In 1995, the Demon Headmaster books were adapted by the BBC to make a television series based on the books, starring Terrence Hardiman in the title role. For the show, the Headmaster's glasses were changed from the dark-tinted ones he wore in the books to blue-tinted.

The series proved popular with children and ran for three series from 2 January 1996 to 22 January 1998. The first series contained six episodes, and aired twice weekly from 2 to 18 January 1996, the second series contained seven episodes, and aired once a week from 25 September to 6 November 1996, and the third series contained six episodes, and aired twice weekly from 6 to 22 January 1998.

The first series of the show was split into two distinctive story lines, with the first three episodes adapted from the first book in the series "The Demon Headmaster" and the last three were adapted from the second book "The Demon Headmaster and the Prime Minister's Brain". The second series was adapted from the fourth book "The Demon Headmaster Strikes Again". The third and final series was adapted from the fifth book "The Demon Headmaster Takes Over".

In 2019, CBBC broadcast a new adaptation, later revealed as a sequel to the previous show, from the book Total Control.
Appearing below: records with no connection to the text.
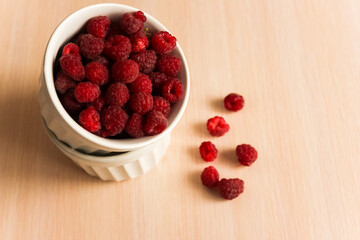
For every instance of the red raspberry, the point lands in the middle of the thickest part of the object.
(87, 92)
(141, 84)
(132, 22)
(134, 127)
(208, 151)
(162, 105)
(141, 102)
(96, 73)
(117, 47)
(146, 60)
(90, 119)
(71, 48)
(90, 46)
(98, 103)
(156, 123)
(173, 90)
(113, 118)
(125, 71)
(117, 94)
(217, 126)
(230, 188)
(99, 26)
(139, 41)
(234, 102)
(169, 64)
(210, 177)
(63, 82)
(72, 66)
(70, 103)
(246, 154)
(163, 42)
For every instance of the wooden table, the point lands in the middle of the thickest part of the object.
(297, 63)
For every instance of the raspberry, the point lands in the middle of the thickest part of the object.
(210, 177)
(162, 105)
(63, 82)
(134, 127)
(173, 90)
(70, 103)
(234, 102)
(125, 71)
(163, 42)
(139, 41)
(246, 154)
(155, 123)
(208, 151)
(98, 103)
(169, 64)
(141, 102)
(72, 66)
(141, 84)
(132, 22)
(99, 26)
(90, 46)
(113, 118)
(230, 188)
(71, 48)
(90, 119)
(117, 94)
(217, 126)
(96, 73)
(117, 47)
(87, 92)
(146, 60)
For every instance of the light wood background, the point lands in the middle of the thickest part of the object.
(297, 63)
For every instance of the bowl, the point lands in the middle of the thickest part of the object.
(59, 121)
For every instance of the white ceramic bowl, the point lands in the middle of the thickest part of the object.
(56, 117)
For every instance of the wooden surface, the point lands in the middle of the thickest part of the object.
(297, 63)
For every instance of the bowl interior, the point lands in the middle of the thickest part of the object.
(72, 25)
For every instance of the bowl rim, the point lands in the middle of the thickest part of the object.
(116, 144)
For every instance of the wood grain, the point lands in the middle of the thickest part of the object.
(297, 63)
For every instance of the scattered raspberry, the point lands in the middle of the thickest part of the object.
(99, 26)
(132, 22)
(63, 82)
(210, 177)
(146, 60)
(156, 123)
(234, 102)
(72, 66)
(246, 154)
(141, 102)
(162, 105)
(139, 41)
(217, 126)
(96, 73)
(163, 42)
(173, 90)
(117, 94)
(90, 119)
(90, 46)
(113, 118)
(125, 71)
(208, 151)
(86, 92)
(134, 127)
(230, 188)
(169, 64)
(117, 47)
(141, 84)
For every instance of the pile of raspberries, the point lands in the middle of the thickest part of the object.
(116, 80)
(246, 154)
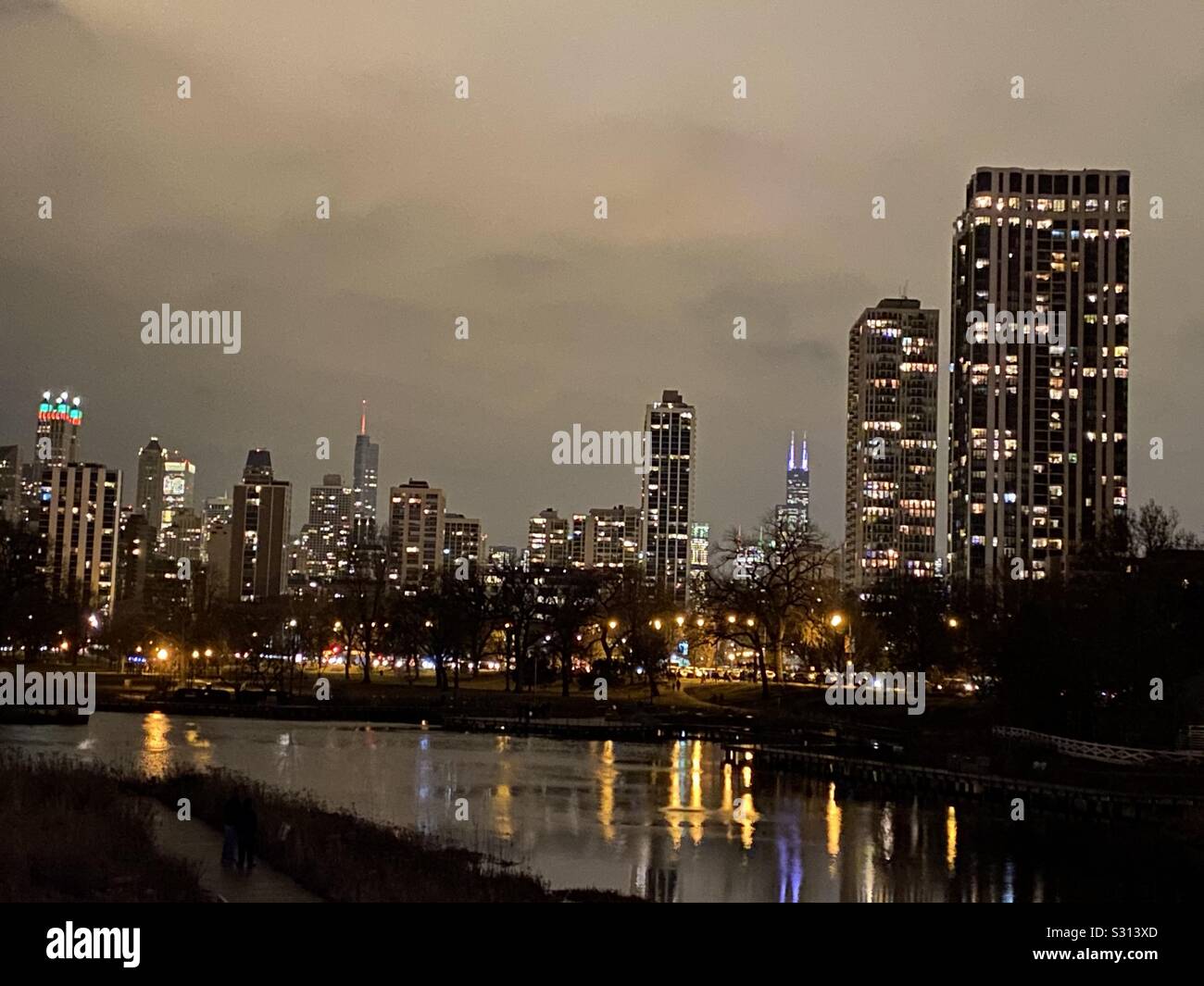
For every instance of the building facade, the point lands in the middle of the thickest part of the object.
(59, 419)
(148, 496)
(669, 493)
(1038, 423)
(328, 535)
(79, 526)
(795, 513)
(464, 541)
(259, 531)
(891, 444)
(416, 533)
(364, 481)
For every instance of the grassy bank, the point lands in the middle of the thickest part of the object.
(71, 836)
(345, 857)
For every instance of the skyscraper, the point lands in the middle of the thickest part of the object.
(612, 537)
(669, 493)
(364, 481)
(79, 528)
(179, 488)
(148, 497)
(890, 523)
(548, 535)
(416, 533)
(795, 513)
(464, 541)
(10, 484)
(259, 531)
(328, 535)
(1038, 424)
(58, 430)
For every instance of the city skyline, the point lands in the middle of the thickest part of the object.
(718, 209)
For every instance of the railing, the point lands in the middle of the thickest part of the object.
(1103, 753)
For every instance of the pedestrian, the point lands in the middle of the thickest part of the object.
(230, 830)
(247, 830)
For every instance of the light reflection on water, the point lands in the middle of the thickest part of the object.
(670, 821)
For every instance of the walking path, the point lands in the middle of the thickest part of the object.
(197, 842)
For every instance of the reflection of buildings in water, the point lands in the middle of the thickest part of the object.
(661, 886)
(654, 870)
(203, 755)
(790, 865)
(951, 838)
(606, 777)
(500, 796)
(155, 757)
(832, 817)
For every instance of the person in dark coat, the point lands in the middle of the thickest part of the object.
(247, 828)
(230, 830)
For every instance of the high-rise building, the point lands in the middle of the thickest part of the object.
(148, 497)
(699, 554)
(217, 512)
(259, 531)
(669, 493)
(1038, 421)
(890, 524)
(10, 485)
(548, 540)
(184, 536)
(179, 488)
(328, 536)
(79, 528)
(612, 537)
(416, 533)
(58, 430)
(795, 513)
(464, 540)
(364, 481)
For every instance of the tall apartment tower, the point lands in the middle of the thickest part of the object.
(179, 488)
(364, 481)
(328, 535)
(796, 512)
(58, 430)
(10, 485)
(79, 526)
(148, 496)
(890, 514)
(612, 537)
(464, 544)
(259, 531)
(669, 493)
(416, 533)
(548, 540)
(1038, 425)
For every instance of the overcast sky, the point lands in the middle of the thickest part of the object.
(484, 208)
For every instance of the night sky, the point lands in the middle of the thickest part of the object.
(445, 207)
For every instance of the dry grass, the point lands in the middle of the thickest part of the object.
(71, 836)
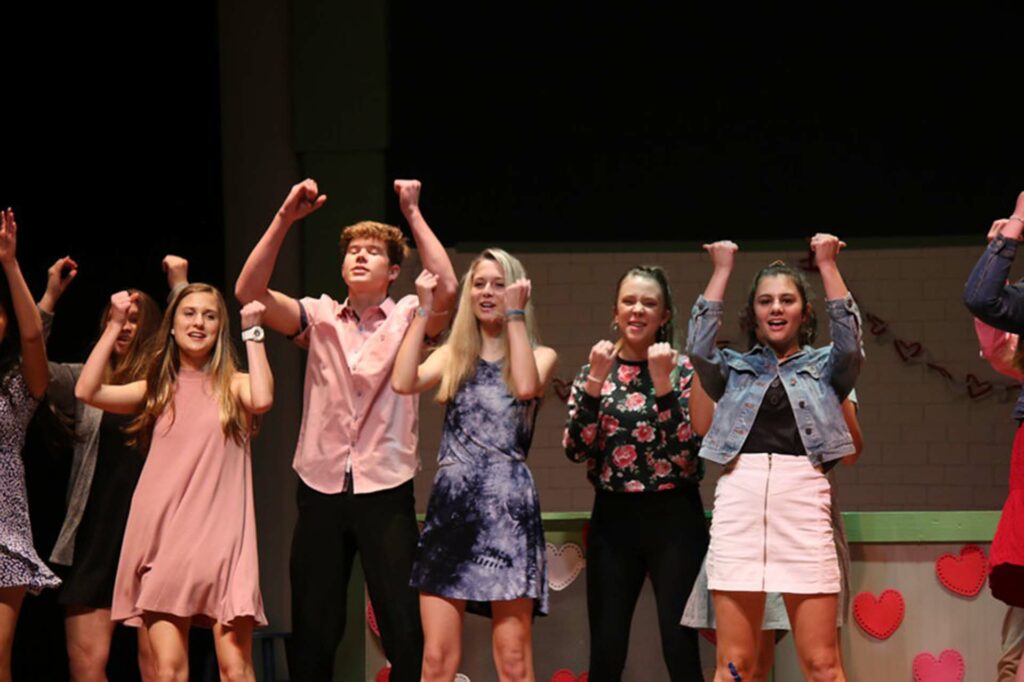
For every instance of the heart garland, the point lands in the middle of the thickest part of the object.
(880, 616)
(964, 574)
(948, 667)
(911, 351)
(564, 564)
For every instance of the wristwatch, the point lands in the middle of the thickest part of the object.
(253, 334)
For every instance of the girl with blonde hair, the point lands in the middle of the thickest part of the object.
(189, 555)
(482, 546)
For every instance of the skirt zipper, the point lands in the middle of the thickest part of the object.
(764, 554)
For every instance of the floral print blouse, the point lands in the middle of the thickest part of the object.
(632, 440)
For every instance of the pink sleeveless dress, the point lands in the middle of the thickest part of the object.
(189, 546)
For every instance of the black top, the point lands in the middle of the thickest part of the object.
(774, 428)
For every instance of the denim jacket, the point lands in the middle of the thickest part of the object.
(816, 380)
(993, 301)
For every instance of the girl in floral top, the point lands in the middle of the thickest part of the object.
(629, 421)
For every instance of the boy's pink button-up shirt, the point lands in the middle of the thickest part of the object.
(350, 414)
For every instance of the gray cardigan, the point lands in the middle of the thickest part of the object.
(61, 393)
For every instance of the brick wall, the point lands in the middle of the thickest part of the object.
(929, 445)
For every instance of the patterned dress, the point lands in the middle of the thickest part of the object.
(19, 565)
(482, 540)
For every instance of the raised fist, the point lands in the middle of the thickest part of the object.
(723, 253)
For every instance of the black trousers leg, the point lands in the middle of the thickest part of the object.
(385, 525)
(674, 558)
(323, 551)
(614, 576)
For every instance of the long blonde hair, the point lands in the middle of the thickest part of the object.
(464, 341)
(165, 363)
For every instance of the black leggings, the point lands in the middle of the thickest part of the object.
(630, 535)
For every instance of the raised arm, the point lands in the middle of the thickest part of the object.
(701, 408)
(123, 399)
(847, 353)
(529, 368)
(433, 257)
(986, 294)
(850, 416)
(176, 268)
(706, 320)
(254, 281)
(34, 367)
(255, 389)
(59, 274)
(410, 375)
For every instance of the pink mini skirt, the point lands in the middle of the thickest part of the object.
(771, 528)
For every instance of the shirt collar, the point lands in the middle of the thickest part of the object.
(346, 311)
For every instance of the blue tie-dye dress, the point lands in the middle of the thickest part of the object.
(482, 540)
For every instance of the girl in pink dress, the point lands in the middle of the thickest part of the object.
(189, 555)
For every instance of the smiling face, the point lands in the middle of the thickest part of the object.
(366, 267)
(197, 323)
(779, 310)
(128, 332)
(639, 312)
(487, 292)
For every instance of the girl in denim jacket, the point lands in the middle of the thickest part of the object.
(1000, 305)
(777, 428)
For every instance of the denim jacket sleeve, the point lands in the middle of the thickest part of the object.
(706, 318)
(987, 295)
(847, 354)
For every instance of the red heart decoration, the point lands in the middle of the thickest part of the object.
(879, 326)
(372, 619)
(906, 349)
(565, 675)
(940, 370)
(562, 388)
(964, 574)
(948, 668)
(977, 388)
(882, 616)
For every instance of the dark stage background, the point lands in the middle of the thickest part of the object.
(565, 124)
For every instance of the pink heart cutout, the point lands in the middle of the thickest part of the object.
(372, 619)
(964, 574)
(880, 616)
(565, 675)
(564, 564)
(948, 668)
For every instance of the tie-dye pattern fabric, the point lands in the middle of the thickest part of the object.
(482, 540)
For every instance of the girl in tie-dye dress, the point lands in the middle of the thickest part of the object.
(482, 545)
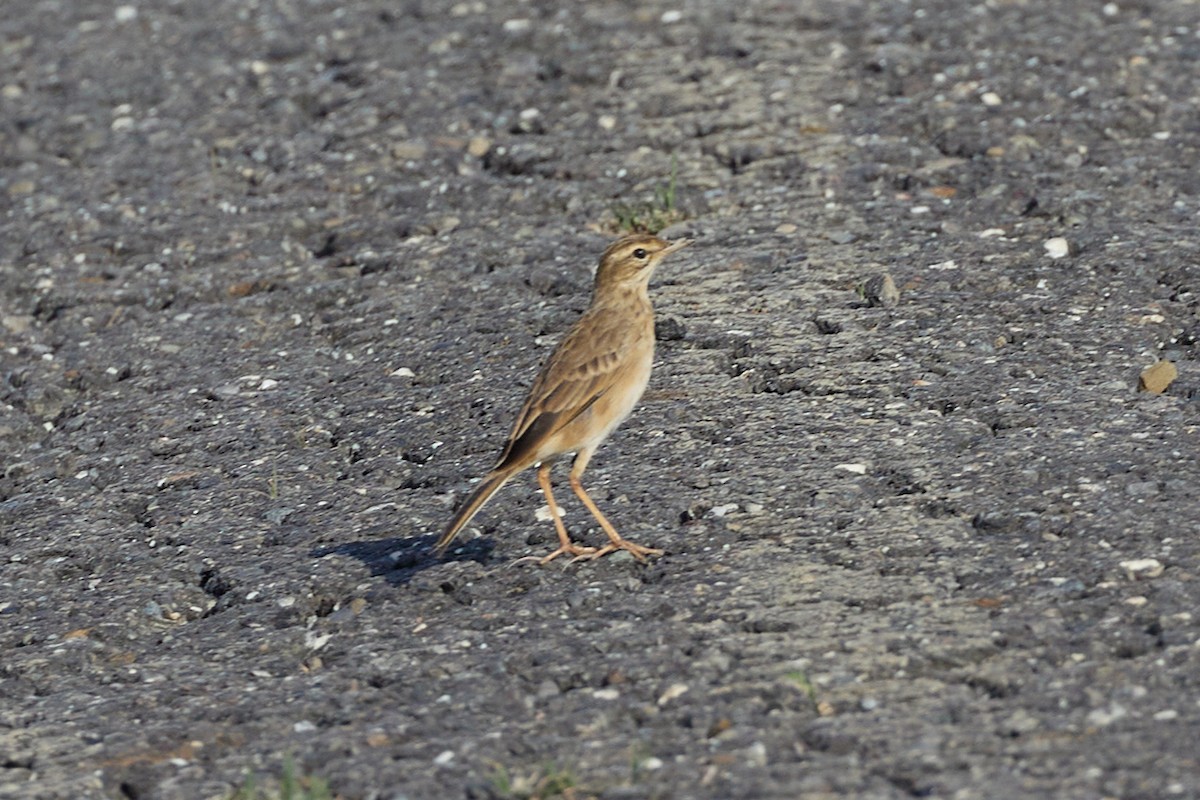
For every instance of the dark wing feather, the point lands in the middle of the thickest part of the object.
(581, 370)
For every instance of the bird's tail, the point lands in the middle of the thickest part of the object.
(471, 506)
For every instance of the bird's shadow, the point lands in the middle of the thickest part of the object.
(400, 559)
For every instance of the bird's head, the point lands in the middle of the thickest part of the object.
(630, 260)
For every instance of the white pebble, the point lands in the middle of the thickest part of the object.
(1138, 569)
(1056, 247)
(544, 515)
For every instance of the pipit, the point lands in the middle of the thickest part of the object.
(587, 388)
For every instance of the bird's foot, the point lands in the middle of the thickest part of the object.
(637, 551)
(570, 548)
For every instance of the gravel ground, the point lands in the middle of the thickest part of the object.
(275, 277)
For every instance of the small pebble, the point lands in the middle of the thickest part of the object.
(881, 290)
(673, 691)
(479, 146)
(1157, 377)
(1137, 569)
(1056, 247)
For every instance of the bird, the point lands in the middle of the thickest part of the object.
(586, 389)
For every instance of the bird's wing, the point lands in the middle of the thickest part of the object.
(586, 365)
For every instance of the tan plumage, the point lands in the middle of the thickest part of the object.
(587, 388)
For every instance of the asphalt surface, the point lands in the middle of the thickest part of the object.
(275, 277)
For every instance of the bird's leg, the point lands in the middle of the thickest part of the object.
(616, 542)
(564, 542)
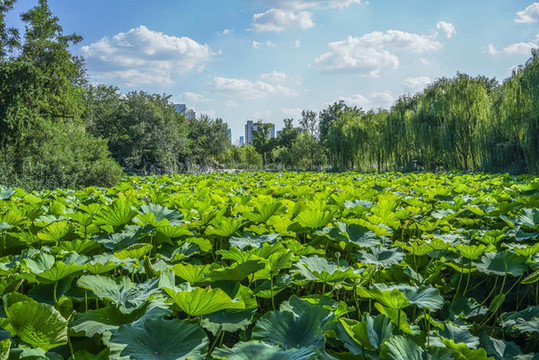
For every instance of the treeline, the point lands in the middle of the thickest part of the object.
(464, 123)
(57, 130)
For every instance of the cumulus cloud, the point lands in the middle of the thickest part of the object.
(529, 15)
(520, 48)
(249, 89)
(193, 97)
(262, 115)
(375, 100)
(448, 29)
(416, 84)
(143, 56)
(274, 76)
(279, 20)
(231, 103)
(370, 53)
(306, 4)
(225, 32)
(294, 113)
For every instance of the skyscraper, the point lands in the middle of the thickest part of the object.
(251, 126)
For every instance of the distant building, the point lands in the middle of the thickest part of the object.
(190, 114)
(251, 127)
(180, 108)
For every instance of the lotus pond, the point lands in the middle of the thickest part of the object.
(273, 266)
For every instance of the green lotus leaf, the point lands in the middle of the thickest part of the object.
(400, 348)
(199, 301)
(314, 218)
(530, 218)
(397, 317)
(381, 256)
(463, 352)
(174, 231)
(92, 322)
(261, 351)
(237, 272)
(37, 324)
(529, 326)
(251, 240)
(5, 345)
(319, 269)
(127, 296)
(59, 271)
(135, 251)
(263, 211)
(501, 264)
(40, 263)
(499, 349)
(159, 339)
(161, 213)
(293, 331)
(532, 278)
(55, 231)
(392, 297)
(12, 218)
(353, 233)
(6, 193)
(227, 227)
(225, 320)
(459, 334)
(465, 307)
(120, 213)
(192, 273)
(122, 240)
(528, 314)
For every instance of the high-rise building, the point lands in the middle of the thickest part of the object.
(180, 108)
(190, 114)
(251, 127)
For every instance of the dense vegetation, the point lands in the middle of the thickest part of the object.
(464, 123)
(57, 130)
(273, 266)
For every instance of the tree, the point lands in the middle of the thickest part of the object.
(262, 142)
(43, 142)
(208, 138)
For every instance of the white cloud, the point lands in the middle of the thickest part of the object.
(292, 113)
(249, 89)
(447, 28)
(521, 48)
(374, 100)
(274, 76)
(143, 56)
(279, 20)
(193, 97)
(371, 52)
(262, 115)
(528, 15)
(210, 113)
(417, 84)
(382, 99)
(306, 4)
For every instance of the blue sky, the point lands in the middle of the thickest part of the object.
(269, 59)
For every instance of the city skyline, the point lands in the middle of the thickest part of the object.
(268, 60)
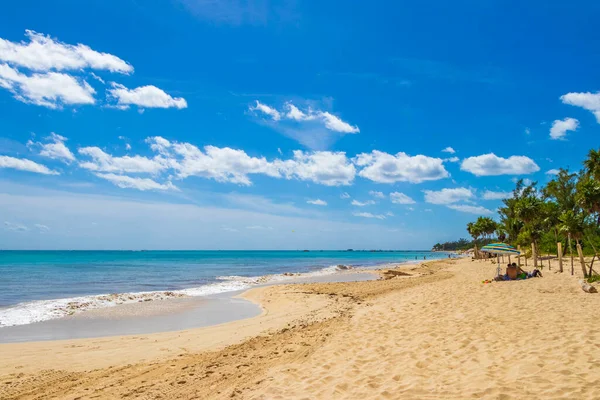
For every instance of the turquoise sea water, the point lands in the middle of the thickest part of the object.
(34, 285)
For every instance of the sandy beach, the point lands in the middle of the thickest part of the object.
(436, 333)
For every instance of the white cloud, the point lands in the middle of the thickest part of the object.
(293, 113)
(96, 77)
(489, 195)
(56, 149)
(52, 89)
(560, 128)
(322, 167)
(221, 164)
(42, 53)
(587, 100)
(265, 109)
(448, 196)
(144, 96)
(317, 202)
(103, 162)
(42, 228)
(336, 124)
(490, 165)
(362, 204)
(400, 198)
(126, 140)
(526, 181)
(387, 168)
(128, 182)
(369, 215)
(470, 209)
(15, 227)
(24, 164)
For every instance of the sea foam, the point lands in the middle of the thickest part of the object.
(44, 310)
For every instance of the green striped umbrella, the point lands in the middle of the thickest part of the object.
(500, 248)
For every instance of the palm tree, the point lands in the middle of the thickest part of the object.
(573, 223)
(529, 210)
(475, 231)
(592, 164)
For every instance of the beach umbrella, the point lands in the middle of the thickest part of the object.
(500, 248)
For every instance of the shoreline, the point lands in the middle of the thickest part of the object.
(439, 333)
(168, 314)
(38, 311)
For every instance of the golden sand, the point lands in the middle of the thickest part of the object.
(439, 333)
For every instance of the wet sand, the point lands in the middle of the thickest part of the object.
(172, 314)
(436, 333)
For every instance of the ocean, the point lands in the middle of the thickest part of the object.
(41, 285)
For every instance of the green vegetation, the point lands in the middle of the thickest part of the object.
(566, 211)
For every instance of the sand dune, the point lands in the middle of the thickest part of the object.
(437, 334)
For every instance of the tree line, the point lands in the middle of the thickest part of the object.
(562, 216)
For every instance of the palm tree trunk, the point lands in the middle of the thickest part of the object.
(581, 259)
(559, 252)
(571, 251)
(595, 254)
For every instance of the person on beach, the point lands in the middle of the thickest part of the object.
(513, 273)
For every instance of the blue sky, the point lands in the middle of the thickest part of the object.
(237, 124)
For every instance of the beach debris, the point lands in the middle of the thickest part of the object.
(586, 287)
(390, 273)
It aired from Monday 14 October with the pilot episode, everystudentastar, adapted and showrun by Emma Reeves. Terrence Hardiman returned as the original Demon Headmaster in the first season's final episode, where he forced his 'successor' (Nicholas Gleaves) to stand down when their plans were thwarted — albeit only appearing as a hologram of himself rather than in person.

Reeves has pitched a second series to CBBC, using further elements of Total Control, as well as its sequel, Mortal Danger. A second series has since been confirmed, however ultimately, due to the delays caused by the COVID-19 pandemic it was cancelled.

==Audiobooks==
All of the original books in the series were released on audiobook, although are now out of print. Most of the books in the series were read by Judy Bennett, although Facing the Demon Headmaster was read by Kelly Hunter and not Judy Bennett. Also The Demon Headmaster (the first of the series) was read by Terrence Hardiman and released on cassette.

The newer stories are narrated on audiobook by Steven Crossley.